The young actors knew it wasn't going to be a typical role during the audition process. At the call back, they didn't have to say anything. Their task was to sit still and try their best not to get distracted.
They were trying out for the title role in "The Who's Tommy," now playing at the Arts Center of Coastal Carolina through Aug. 1.
Tommy is the deaf, dumb and blind boy who, as the rock opera goes, "sure plays a mean pinball." Aside from a few lines of song, the young versions of the character are silent for most of the play. But Tommy's often the center of attention. He's hoisted and twirled by the cast, placed on top of pinball machines and even rolled around in a trash can.

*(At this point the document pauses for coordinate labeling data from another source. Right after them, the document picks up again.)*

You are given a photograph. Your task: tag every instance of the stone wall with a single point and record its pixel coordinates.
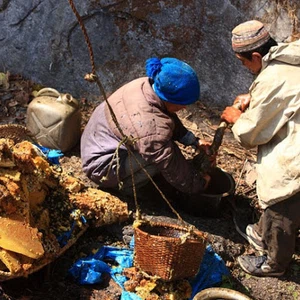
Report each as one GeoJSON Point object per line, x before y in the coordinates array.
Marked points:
{"type": "Point", "coordinates": [42, 40]}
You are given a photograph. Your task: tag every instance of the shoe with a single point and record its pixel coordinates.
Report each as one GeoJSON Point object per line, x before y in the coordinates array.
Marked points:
{"type": "Point", "coordinates": [254, 238]}
{"type": "Point", "coordinates": [258, 266]}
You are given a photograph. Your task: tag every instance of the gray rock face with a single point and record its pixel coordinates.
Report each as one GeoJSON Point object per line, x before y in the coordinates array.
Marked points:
{"type": "Point", "coordinates": [42, 40]}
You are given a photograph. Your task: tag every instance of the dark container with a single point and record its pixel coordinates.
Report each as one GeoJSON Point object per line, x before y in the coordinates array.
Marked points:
{"type": "Point", "coordinates": [209, 203]}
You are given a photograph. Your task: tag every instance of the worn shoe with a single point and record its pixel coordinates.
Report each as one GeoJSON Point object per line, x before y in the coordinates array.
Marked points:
{"type": "Point", "coordinates": [258, 266]}
{"type": "Point", "coordinates": [254, 238]}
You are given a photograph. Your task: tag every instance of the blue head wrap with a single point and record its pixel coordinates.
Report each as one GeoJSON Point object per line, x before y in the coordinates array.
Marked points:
{"type": "Point", "coordinates": [174, 80]}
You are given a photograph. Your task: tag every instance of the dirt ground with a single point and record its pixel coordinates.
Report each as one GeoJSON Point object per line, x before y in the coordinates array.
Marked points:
{"type": "Point", "coordinates": [240, 208]}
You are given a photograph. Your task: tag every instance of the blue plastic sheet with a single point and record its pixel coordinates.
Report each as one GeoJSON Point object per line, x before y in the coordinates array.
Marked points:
{"type": "Point", "coordinates": [89, 270]}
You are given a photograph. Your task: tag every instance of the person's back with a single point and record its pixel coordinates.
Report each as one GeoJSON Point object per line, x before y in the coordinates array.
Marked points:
{"type": "Point", "coordinates": [145, 112]}
{"type": "Point", "coordinates": [270, 119]}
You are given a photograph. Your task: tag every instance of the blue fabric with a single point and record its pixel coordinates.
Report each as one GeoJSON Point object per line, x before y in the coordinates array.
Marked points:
{"type": "Point", "coordinates": [211, 272]}
{"type": "Point", "coordinates": [51, 154]}
{"type": "Point", "coordinates": [174, 80]}
{"type": "Point", "coordinates": [89, 270]}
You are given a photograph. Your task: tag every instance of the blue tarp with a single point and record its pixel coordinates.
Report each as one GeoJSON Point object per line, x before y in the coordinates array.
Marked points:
{"type": "Point", "coordinates": [89, 270]}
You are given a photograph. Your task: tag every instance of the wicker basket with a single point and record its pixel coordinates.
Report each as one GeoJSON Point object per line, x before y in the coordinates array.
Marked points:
{"type": "Point", "coordinates": [168, 250]}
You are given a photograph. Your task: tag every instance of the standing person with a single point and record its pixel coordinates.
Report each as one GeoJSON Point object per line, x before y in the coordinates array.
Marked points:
{"type": "Point", "coordinates": [269, 118]}
{"type": "Point", "coordinates": [145, 109]}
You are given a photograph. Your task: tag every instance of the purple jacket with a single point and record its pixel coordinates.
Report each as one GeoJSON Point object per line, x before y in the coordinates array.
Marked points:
{"type": "Point", "coordinates": [142, 115]}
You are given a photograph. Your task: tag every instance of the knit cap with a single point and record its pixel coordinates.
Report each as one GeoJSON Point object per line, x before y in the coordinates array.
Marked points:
{"type": "Point", "coordinates": [249, 36]}
{"type": "Point", "coordinates": [174, 80]}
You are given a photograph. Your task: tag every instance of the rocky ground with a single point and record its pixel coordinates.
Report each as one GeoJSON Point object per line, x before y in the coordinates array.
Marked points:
{"type": "Point", "coordinates": [52, 282]}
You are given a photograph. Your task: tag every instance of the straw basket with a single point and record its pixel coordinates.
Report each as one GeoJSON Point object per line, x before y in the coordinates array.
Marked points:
{"type": "Point", "coordinates": [169, 251]}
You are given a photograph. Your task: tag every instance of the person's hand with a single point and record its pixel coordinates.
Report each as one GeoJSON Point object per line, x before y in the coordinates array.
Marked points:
{"type": "Point", "coordinates": [230, 114]}
{"type": "Point", "coordinates": [242, 101]}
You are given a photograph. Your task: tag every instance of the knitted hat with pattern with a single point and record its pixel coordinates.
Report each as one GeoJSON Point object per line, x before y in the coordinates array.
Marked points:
{"type": "Point", "coordinates": [249, 36]}
{"type": "Point", "coordinates": [174, 80]}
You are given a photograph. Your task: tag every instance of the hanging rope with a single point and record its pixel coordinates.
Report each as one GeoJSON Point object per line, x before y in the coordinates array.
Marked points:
{"type": "Point", "coordinates": [127, 141]}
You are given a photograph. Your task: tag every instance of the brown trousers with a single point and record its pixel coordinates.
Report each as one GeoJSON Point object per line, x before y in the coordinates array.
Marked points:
{"type": "Point", "coordinates": [278, 226]}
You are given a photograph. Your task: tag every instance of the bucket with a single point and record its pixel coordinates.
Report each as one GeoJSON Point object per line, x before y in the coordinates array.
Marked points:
{"type": "Point", "coordinates": [208, 203]}
{"type": "Point", "coordinates": [169, 251]}
{"type": "Point", "coordinates": [54, 119]}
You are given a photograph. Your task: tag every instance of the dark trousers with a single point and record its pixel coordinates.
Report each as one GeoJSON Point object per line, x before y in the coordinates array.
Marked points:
{"type": "Point", "coordinates": [278, 226]}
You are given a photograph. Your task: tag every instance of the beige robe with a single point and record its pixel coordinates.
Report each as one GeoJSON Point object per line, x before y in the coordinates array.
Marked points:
{"type": "Point", "coordinates": [272, 123]}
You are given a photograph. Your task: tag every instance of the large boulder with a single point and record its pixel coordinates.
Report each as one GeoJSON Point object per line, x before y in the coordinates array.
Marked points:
{"type": "Point", "coordinates": [43, 41]}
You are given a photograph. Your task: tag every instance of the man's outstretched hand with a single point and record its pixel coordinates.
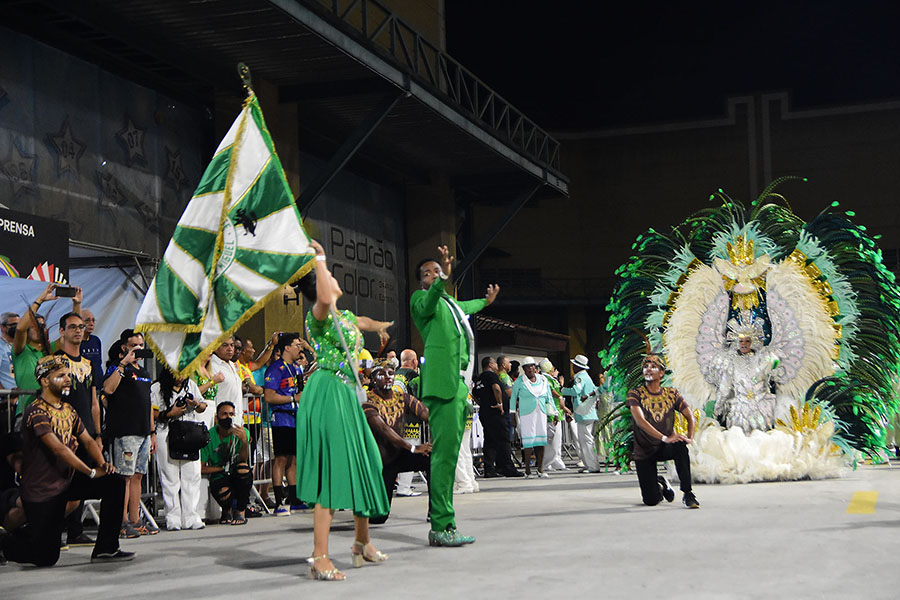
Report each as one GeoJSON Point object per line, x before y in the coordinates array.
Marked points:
{"type": "Point", "coordinates": [446, 260]}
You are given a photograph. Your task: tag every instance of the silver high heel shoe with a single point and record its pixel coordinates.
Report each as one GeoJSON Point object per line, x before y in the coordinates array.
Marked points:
{"type": "Point", "coordinates": [329, 575]}
{"type": "Point", "coordinates": [360, 557]}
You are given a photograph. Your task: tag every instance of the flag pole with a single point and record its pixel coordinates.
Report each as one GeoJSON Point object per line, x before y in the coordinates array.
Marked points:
{"type": "Point", "coordinates": [244, 74]}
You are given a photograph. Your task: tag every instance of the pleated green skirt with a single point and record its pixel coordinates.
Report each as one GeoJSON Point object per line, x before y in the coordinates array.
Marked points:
{"type": "Point", "coordinates": [338, 463]}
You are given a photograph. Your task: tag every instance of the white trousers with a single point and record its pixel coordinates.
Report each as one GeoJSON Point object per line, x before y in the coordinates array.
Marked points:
{"type": "Point", "coordinates": [584, 442]}
{"type": "Point", "coordinates": [404, 480]}
{"type": "Point", "coordinates": [180, 481]}
{"type": "Point", "coordinates": [553, 451]}
{"type": "Point", "coordinates": [465, 474]}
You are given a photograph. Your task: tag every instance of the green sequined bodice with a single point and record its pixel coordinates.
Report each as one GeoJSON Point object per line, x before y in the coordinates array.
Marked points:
{"type": "Point", "coordinates": [330, 353]}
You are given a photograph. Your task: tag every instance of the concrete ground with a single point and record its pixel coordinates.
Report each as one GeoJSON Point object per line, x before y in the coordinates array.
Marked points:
{"type": "Point", "coordinates": [570, 534]}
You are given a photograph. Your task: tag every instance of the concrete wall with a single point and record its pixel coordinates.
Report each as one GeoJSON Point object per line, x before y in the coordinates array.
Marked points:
{"type": "Point", "coordinates": [625, 181]}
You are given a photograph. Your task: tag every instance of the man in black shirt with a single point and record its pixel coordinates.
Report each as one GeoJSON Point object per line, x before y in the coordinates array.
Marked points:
{"type": "Point", "coordinates": [83, 397]}
{"type": "Point", "coordinates": [497, 462]}
{"type": "Point", "coordinates": [129, 423]}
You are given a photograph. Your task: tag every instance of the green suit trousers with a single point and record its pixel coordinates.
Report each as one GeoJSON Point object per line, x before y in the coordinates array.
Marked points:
{"type": "Point", "coordinates": [447, 422]}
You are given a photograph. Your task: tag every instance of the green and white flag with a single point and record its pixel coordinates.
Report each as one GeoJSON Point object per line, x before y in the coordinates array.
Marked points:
{"type": "Point", "coordinates": [239, 241]}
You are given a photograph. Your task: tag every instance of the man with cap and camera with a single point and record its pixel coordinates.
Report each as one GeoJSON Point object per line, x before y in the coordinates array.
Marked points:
{"type": "Point", "coordinates": [584, 400]}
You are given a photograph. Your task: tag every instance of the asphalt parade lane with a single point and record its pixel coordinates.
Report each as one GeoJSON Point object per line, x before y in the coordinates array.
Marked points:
{"type": "Point", "coordinates": [539, 538]}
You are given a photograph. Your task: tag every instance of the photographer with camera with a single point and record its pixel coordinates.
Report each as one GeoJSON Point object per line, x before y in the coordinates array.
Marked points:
{"type": "Point", "coordinates": [130, 428]}
{"type": "Point", "coordinates": [226, 459]}
{"type": "Point", "coordinates": [177, 405]}
{"type": "Point", "coordinates": [30, 341]}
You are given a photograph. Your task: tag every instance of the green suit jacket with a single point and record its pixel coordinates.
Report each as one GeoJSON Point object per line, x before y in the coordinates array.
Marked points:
{"type": "Point", "coordinates": [439, 376]}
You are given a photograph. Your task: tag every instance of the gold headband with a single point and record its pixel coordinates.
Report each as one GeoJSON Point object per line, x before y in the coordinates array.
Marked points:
{"type": "Point", "coordinates": [48, 364]}
{"type": "Point", "coordinates": [657, 359]}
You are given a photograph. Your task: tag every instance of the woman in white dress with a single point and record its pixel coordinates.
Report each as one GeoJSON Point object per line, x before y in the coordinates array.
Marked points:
{"type": "Point", "coordinates": [531, 400]}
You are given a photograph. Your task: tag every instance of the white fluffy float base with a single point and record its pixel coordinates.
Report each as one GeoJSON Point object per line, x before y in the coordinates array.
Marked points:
{"type": "Point", "coordinates": [729, 456]}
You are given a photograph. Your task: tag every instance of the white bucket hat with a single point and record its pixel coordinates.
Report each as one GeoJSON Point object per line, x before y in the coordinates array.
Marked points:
{"type": "Point", "coordinates": [580, 361]}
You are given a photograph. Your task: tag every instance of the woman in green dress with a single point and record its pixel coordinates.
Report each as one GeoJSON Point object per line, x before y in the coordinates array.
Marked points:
{"type": "Point", "coordinates": [338, 463]}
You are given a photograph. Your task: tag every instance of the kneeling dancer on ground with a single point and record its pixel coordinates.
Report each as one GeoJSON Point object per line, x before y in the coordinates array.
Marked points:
{"type": "Point", "coordinates": [53, 475]}
{"type": "Point", "coordinates": [386, 411]}
{"type": "Point", "coordinates": [653, 410]}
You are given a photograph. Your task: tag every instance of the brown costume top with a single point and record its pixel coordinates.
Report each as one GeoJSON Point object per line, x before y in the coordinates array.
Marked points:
{"type": "Point", "coordinates": [659, 410]}
{"type": "Point", "coordinates": [387, 416]}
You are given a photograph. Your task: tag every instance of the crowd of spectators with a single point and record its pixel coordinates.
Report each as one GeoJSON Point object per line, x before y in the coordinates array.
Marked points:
{"type": "Point", "coordinates": [96, 433]}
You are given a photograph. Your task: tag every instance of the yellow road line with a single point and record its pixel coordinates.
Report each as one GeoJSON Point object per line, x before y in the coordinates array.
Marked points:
{"type": "Point", "coordinates": [862, 503]}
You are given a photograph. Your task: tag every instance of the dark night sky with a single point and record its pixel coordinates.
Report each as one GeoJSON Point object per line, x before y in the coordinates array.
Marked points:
{"type": "Point", "coordinates": [581, 64]}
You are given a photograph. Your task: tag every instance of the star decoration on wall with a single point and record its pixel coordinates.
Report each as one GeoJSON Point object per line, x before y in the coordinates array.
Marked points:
{"type": "Point", "coordinates": [174, 172]}
{"type": "Point", "coordinates": [68, 149]}
{"type": "Point", "coordinates": [131, 137]}
{"type": "Point", "coordinates": [21, 170]}
{"type": "Point", "coordinates": [111, 195]}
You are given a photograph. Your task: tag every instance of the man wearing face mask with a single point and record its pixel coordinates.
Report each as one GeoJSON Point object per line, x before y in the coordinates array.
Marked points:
{"type": "Point", "coordinates": [226, 459]}
{"type": "Point", "coordinates": [653, 410]}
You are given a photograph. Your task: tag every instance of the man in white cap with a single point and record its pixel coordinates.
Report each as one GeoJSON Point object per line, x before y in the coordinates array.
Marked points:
{"type": "Point", "coordinates": [584, 400]}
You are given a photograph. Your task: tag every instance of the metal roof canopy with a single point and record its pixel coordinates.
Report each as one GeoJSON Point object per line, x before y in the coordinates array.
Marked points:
{"type": "Point", "coordinates": [497, 332]}
{"type": "Point", "coordinates": [336, 60]}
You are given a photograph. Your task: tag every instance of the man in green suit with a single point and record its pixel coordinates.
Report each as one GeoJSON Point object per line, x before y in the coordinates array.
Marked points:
{"type": "Point", "coordinates": [443, 386]}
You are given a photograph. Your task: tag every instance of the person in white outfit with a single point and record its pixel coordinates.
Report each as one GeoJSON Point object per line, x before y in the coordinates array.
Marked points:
{"type": "Point", "coordinates": [584, 400]}
{"type": "Point", "coordinates": [172, 400]}
{"type": "Point", "coordinates": [553, 454]}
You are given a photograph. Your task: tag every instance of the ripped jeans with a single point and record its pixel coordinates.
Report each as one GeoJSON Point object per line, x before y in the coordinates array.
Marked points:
{"type": "Point", "coordinates": [131, 454]}
{"type": "Point", "coordinates": [233, 487]}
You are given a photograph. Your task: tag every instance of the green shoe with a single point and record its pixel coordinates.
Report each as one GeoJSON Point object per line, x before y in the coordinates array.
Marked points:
{"type": "Point", "coordinates": [450, 537]}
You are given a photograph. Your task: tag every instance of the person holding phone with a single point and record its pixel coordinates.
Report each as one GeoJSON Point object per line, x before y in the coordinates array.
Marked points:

In the arts center production, Tommy is played by four young local actors -- three of them girls -- who split time as the character at two different ages. Whitaker Gannon, 13, and Jarod Valvo, 9, play the 10-year-old Tommy. Jarod's younger sister, Rachel, 6, and Delaney Yurco, 8, portray the 4-year-old Tommy.
Because it isn't the typical role, the audition process was unique. The children sang in the first audition. At the call back, the directors asked the young actors to stay emotionless and focused amid constant movement and noise. Auditioners mimicked scenes from the play, rolling the children in chairs or lifting them on top of props.
"Finding four kids who would want to do that wasn't easy," said arts center general manager Richard Feldman, who was involved in the casting. "We'd worked with them before. ... I knew what they can do. I knew about their dedication and focus. "
The casting is split, so Jarod and his sister play their roles for two nights, then switch for two nights with Whitaker and Delaney.
"It's been a very cool experience," Whitaker said. "It's been very different. It's not your average show character. It takes a lot of concentration and focus."
The four Tommys say the cast has welcomed them, treating them like fellow actors and not children.
Director Russell Garrett was careful to make sure the children would be comfortable with all the interaction during the play, including getting stuffed into a padded trash can and rolled around on stage.
"We even had a trash-can fitting," Jarod said. "Never had that before."
The youngsters have been rehearsing since the beginning of June, meaning their total commitment to the production is nine weeks. Nine weeks of constant work can be tough on anyone, so the decision was made to double-cast the child actors, Feldman said.
All of the kids have stage experience, so they know what the grind is like. And all of them want to continue with theater in the future.
As Jarod says, "Do what you like and you won't work a day in your life."